Why are the social determinants of health important? Research after research has shown that these
intricately-bound realities of daily living, of which the most important is social class,14,15 produce a
health gradient that results in premature death or disease.15,16 Central to these factors are the
structural determinants14 such as income, education, employment, access to resources, living and
working conditions, policy and governance —all of which can decide an individual’s position in
society. The rate and range with which a person can move up or down the social and economic
ladder can create power plays and inequities that eventually impact both individual and communitylevel health.13,14 These not only stratify one’s social standing, but also determine access to resources
and utilization of services. Though much more apparent among the vulnerable, at-risk, and
underserved populations, disparities in health occur differentially across social groups, limiting life
spans as well as socio-economic mobility. Leonard Syme, Professor Emeritus of Epidemiology at the
University of California, Berkeley, argues that despite carefully designed and well-executed public
health interventions, until the social “forces in the community” that lead to health disadvantage are
addressed, a significant and long-lasting impact on population health will not be sufficiently
achieved.15 Such stratifying and limiting forces in society are best tackled at the system level through
a robust public policy and by empowering communities to act.14
4
– Draft Background Paper 2 –
Utah’s Demographic & Health Status
Utah became the 45th state in the United States in 1896.17 Named after a Native American Tribe, the
Utes,17 Utah has a land area of 82,143.65 square miles.18 It has a population size close to 3 million
or 2,763,885 people with a density of 33.6 individuals per square mile (2010 estimate).18 Although
it is getting increasingly diverse ethnically, Whites still comprise 80.1 percent of the population
followed by Hispanics at 13 percent, Asians at 2 percent, American Indians and Alaskan Natives at
1.2 percent, and Blacks at 1.2 percent.17 The delivery of public health services is organized into 12
local health departments for Utah’s 29 counties.19 Half of these health districts provide services
directed at single counties while the other half provide services for multiple counties.

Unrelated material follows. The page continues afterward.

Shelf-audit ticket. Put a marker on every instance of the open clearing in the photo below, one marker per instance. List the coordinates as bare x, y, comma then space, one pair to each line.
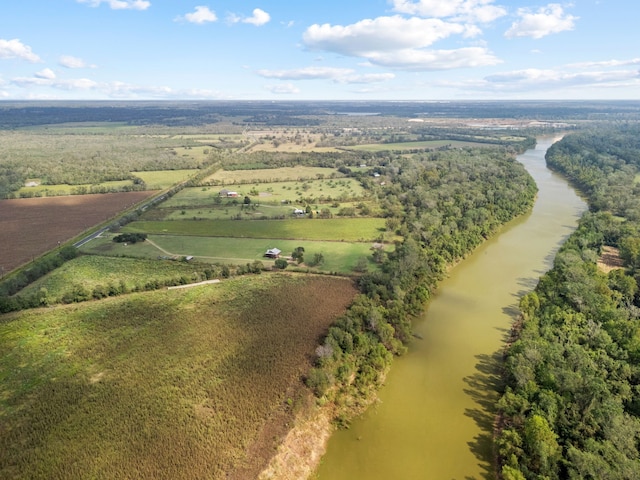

Utah has consistently been among the top ten healthiest states in the nation. Based on the United
Health Foundation’s two decades worth of annual reporting on America’s Health Rankings, Utah had
ranked first for six consecutive years, from 1993-1998, and again in 2002.1 It was ranked second
four times; third three times; fourth three times; fifth twice, and sixth and seventh, once respectively.
1
Utah’s strengths included a generally healthy lifestyle as evidenced by the low prevalence of
smoking, binge drinking, and cancer deaths with the sixth lowest crime rate in the country.1 Despite a
high fertility rate, Utah has an impressively low infant mortality rate, the third best in the nation. 1
Each state’s health ranking, as reported annually, represents a broad range of issues that influence
the health of the population, from genetic and personal factors to the social environment in which
the individual, family, and community operate. There are four major groups of determinants that are
measured in ranking the health of each state in the nation: personal behaviors, community and
environment, public and health policies, and clinical care.20 Personal behaviors include individual
attitudes and behaviors as well as habits and practices established and reinforced in a family setting
that affect health. Community and environment are the realities and conditions of daily life that
determine both personal and community health. Public and health policies include factors that
influence the availability of resources and the extent of reach of health programs into the population.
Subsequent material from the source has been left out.